The world’s leading publication for data science, AI, and ML professionals.

Pump it Up with CatBoost

Data Mining and a Simple Starter Model

Photo by sofiya kirik on Unsplash
Photo by sofiya kirik on Unsplash

Introduction

This article is based on the competition Driven Data® had published about water pumps in Tanzania. The competition information was obtained by the Tanzania Ministry of Water using an open-source platform called Taarifa. Tanzania is the largest country in East Africa, with a population of about 60 million. Half of the population does not have access to clean water, and 2/3 of the population suffers from poor sanitation. In poor households, families often have to spend several hours walking to obtain water from water pumps. Billions of dollars in foreign aid are being provided to Tanzania to tackle the freshwater problem. However, the Tanzanian government cannot solve this problem. A significant part of water pumps is entirely out of order or practically does not function; the others require repair. Tanzania’s Ministry of Water Resources agreed with Taarifa, and they launched the DrivenData competition.

Data

The data has many characteristics associated with water pumps. Data related to geographical locations, organizations that create and manage them, and some data about the region, local government areas. Also, there is information on the types of checkouts, types and number of payments. The water supply points were divided into functional, non-functional and functional but in need of repair. The goal of the competition is to build a model that predicts the functionality of water supply points.

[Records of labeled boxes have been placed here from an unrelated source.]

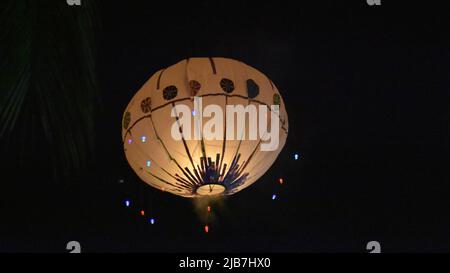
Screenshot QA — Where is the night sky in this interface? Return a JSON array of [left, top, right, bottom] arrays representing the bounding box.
[[0, 0, 450, 252]]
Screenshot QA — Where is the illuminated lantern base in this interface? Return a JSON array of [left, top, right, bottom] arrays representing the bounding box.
[[197, 184, 226, 196]]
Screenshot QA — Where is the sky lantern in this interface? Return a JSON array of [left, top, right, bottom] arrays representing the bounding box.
[[122, 58, 288, 197]]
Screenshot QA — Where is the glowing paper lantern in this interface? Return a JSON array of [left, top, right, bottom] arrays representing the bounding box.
[[122, 58, 288, 197]]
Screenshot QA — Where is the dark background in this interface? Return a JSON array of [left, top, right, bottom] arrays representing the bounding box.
[[0, 1, 450, 252]]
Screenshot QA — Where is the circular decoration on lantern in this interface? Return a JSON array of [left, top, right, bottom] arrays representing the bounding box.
[[122, 112, 131, 129], [163, 85, 178, 100], [189, 80, 202, 97], [247, 79, 259, 99], [141, 97, 152, 113], [220, 79, 234, 93], [122, 58, 288, 198], [273, 93, 281, 105]]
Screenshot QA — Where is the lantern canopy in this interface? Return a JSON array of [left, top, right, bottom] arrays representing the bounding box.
[[122, 58, 288, 197]]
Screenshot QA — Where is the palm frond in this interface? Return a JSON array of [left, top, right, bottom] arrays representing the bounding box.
[[0, 0, 98, 182]]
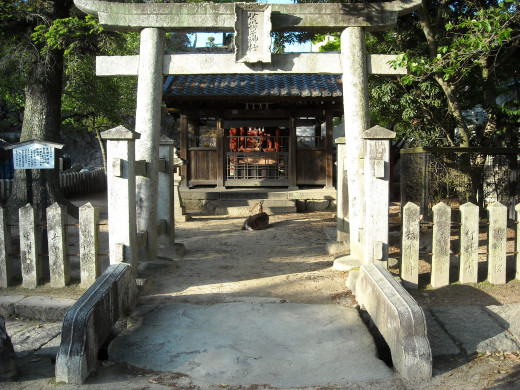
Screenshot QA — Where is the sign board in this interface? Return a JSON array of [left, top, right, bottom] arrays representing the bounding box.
[[13, 144, 54, 169], [4, 140, 64, 169]]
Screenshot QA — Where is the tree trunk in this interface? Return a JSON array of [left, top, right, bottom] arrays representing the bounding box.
[[7, 51, 70, 219], [7, 0, 78, 220]]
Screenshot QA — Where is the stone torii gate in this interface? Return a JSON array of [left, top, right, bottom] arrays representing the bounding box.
[[74, 0, 421, 262]]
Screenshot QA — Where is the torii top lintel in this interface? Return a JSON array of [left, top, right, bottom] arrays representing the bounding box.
[[74, 0, 421, 32]]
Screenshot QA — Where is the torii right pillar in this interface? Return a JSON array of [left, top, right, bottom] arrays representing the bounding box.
[[334, 27, 370, 269]]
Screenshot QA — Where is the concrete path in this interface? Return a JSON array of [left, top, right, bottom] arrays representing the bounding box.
[[109, 299, 394, 388], [5, 296, 520, 389]]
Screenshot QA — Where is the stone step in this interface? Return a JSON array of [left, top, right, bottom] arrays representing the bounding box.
[[215, 199, 296, 217]]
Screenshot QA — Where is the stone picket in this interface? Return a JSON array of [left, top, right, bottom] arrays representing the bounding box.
[[18, 204, 42, 289], [0, 206, 13, 288], [431, 203, 451, 288], [363, 126, 395, 263], [515, 203, 520, 280], [79, 203, 101, 287], [401, 202, 420, 289], [101, 126, 138, 272], [47, 203, 70, 288], [488, 202, 507, 284], [459, 202, 479, 283]]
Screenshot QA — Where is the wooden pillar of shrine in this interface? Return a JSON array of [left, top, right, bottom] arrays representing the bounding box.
[[179, 114, 189, 188]]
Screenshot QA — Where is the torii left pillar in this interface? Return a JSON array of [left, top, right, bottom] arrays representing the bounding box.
[[135, 28, 165, 260]]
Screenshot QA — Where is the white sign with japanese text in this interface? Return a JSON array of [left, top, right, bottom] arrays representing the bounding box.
[[13, 144, 54, 169]]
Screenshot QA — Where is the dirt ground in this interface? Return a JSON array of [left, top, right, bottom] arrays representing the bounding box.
[[0, 196, 520, 389]]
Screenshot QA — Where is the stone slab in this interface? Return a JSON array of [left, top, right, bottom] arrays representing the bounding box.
[[215, 199, 296, 217], [355, 263, 432, 380], [15, 296, 76, 321], [431, 306, 520, 355], [55, 263, 137, 384], [323, 226, 350, 255], [0, 295, 25, 318], [332, 255, 363, 271], [109, 300, 394, 388], [423, 309, 462, 358], [485, 303, 520, 342], [11, 322, 61, 357]]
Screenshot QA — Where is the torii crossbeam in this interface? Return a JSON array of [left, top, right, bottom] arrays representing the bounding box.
[[74, 0, 421, 262]]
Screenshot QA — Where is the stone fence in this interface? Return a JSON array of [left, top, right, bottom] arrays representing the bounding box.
[[401, 202, 520, 289], [0, 203, 100, 289], [0, 168, 106, 203]]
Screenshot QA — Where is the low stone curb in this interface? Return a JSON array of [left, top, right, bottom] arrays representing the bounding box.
[[0, 295, 76, 322], [355, 263, 432, 379], [56, 263, 137, 384]]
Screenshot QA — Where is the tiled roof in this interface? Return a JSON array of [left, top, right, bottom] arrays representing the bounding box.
[[164, 74, 343, 97]]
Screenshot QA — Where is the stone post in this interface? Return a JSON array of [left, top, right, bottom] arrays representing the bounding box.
[[515, 203, 520, 280], [135, 28, 165, 259], [79, 203, 99, 288], [337, 27, 370, 260], [363, 126, 395, 263], [157, 135, 176, 245], [336, 137, 348, 242], [0, 206, 13, 288], [47, 202, 69, 288], [459, 202, 479, 283], [401, 202, 421, 290], [488, 202, 507, 284], [101, 126, 138, 272], [18, 204, 42, 289], [432, 202, 451, 288]]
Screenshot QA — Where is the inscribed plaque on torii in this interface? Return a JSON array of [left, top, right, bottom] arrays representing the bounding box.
[[235, 4, 271, 63]]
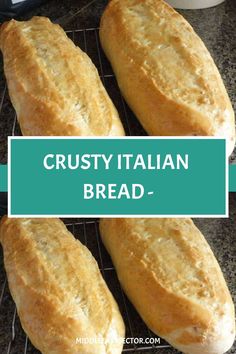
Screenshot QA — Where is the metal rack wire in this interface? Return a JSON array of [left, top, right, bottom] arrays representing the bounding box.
[[0, 219, 170, 354], [0, 28, 173, 354]]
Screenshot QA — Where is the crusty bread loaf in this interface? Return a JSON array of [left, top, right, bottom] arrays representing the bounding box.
[[100, 219, 235, 354], [0, 218, 124, 354], [100, 0, 235, 154], [0, 17, 124, 136]]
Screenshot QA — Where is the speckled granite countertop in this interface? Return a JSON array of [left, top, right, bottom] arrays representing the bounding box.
[[0, 0, 236, 354]]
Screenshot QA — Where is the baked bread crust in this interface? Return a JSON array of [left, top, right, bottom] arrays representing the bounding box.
[[0, 217, 124, 354], [100, 219, 235, 354], [100, 0, 235, 154], [0, 17, 124, 136]]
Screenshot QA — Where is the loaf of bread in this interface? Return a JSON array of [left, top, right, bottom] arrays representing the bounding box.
[[100, 0, 235, 154], [0, 17, 124, 136], [100, 219, 235, 354], [0, 217, 124, 354]]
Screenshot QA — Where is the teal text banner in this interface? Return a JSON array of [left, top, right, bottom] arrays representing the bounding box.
[[0, 165, 8, 192], [8, 137, 228, 217]]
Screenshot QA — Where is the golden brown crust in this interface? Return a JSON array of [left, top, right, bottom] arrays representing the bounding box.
[[0, 218, 124, 354], [100, 0, 235, 154], [100, 219, 235, 354], [0, 17, 124, 136]]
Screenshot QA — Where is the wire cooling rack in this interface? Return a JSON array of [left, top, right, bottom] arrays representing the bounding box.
[[0, 28, 174, 354], [0, 219, 170, 354]]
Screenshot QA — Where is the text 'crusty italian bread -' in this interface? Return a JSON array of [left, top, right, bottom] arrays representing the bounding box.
[[100, 0, 235, 154], [0, 217, 124, 354], [100, 219, 235, 354], [0, 17, 124, 136]]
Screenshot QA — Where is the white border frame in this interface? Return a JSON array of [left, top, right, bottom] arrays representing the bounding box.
[[8, 136, 229, 218]]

The modelling data has 59400 rows and 40 columns without the label that comes in a separate file.

The metric used for this competition is the classification rate, which calculates the percentage of rows where the predicted class in the submission matches the actual class in the test set. The maximum is 1, and the minimum is 0. The goal is to maximize the classification rate.

Exploratory Data Analysis

The following set of information about waterpoints is presented for analysis:

  • amount_tsh – Total static head (amount water available to waterpoint)
  • date_recorded – The date the row was entered
  • funder – Who funded the well
  • gps_height – Altitude of the well
  • installer – Organization that installed the well
  • longitude – GPS coordinate
  • latitude – GPS coordinate
  • wpt_name – Name of the waterpoint if there is one
  • num_private – No information
  • basin – Geographic water basin
  • subvillage – Geographic location
  • region – Geographic location
  • region_code – Geographic location (coded)
  • district_code – Geographic location (coded)
  • lga – Geographic location
  • ward – Geographic location
  • population – Population around the well
  • public_meeting – True/False
  • recorded_by – Group entering this row of data
  • scheme_management – Who operates the waterpoint
  • scheme_name – Who operates the waterpoint
  • permit – If the waterpoint is permitted
  • construction_year – Year the waterpoint was constructed
  • extraction_type – The kind of extraction the waterpoint uses
  • extraction_type_group – The kind of extraction the waterpoint uses
  • extraction_type_class – The kind of extraction the waterpoint uses
  • management – How the waterpoint is managed
  • management_group – How the waterpoint is managed
  • payment – What the water costs
  • payment_type – What the water costs
  • water_quality – The quality of the water
  • quality_group – The quality of the water
  • quantity – The quantity of water
  • quantity_group – The quantity of water (duplicates quality)
  • source – The source of the water
  • source_type – The source of the water
  • source_class – The source of the water
  • waterpoint_type – The kind of waterpoint
  • waterpoint_type_group – The kind of waterpoint

First of all, let’s look at the target – the classes don’t have an even distribution.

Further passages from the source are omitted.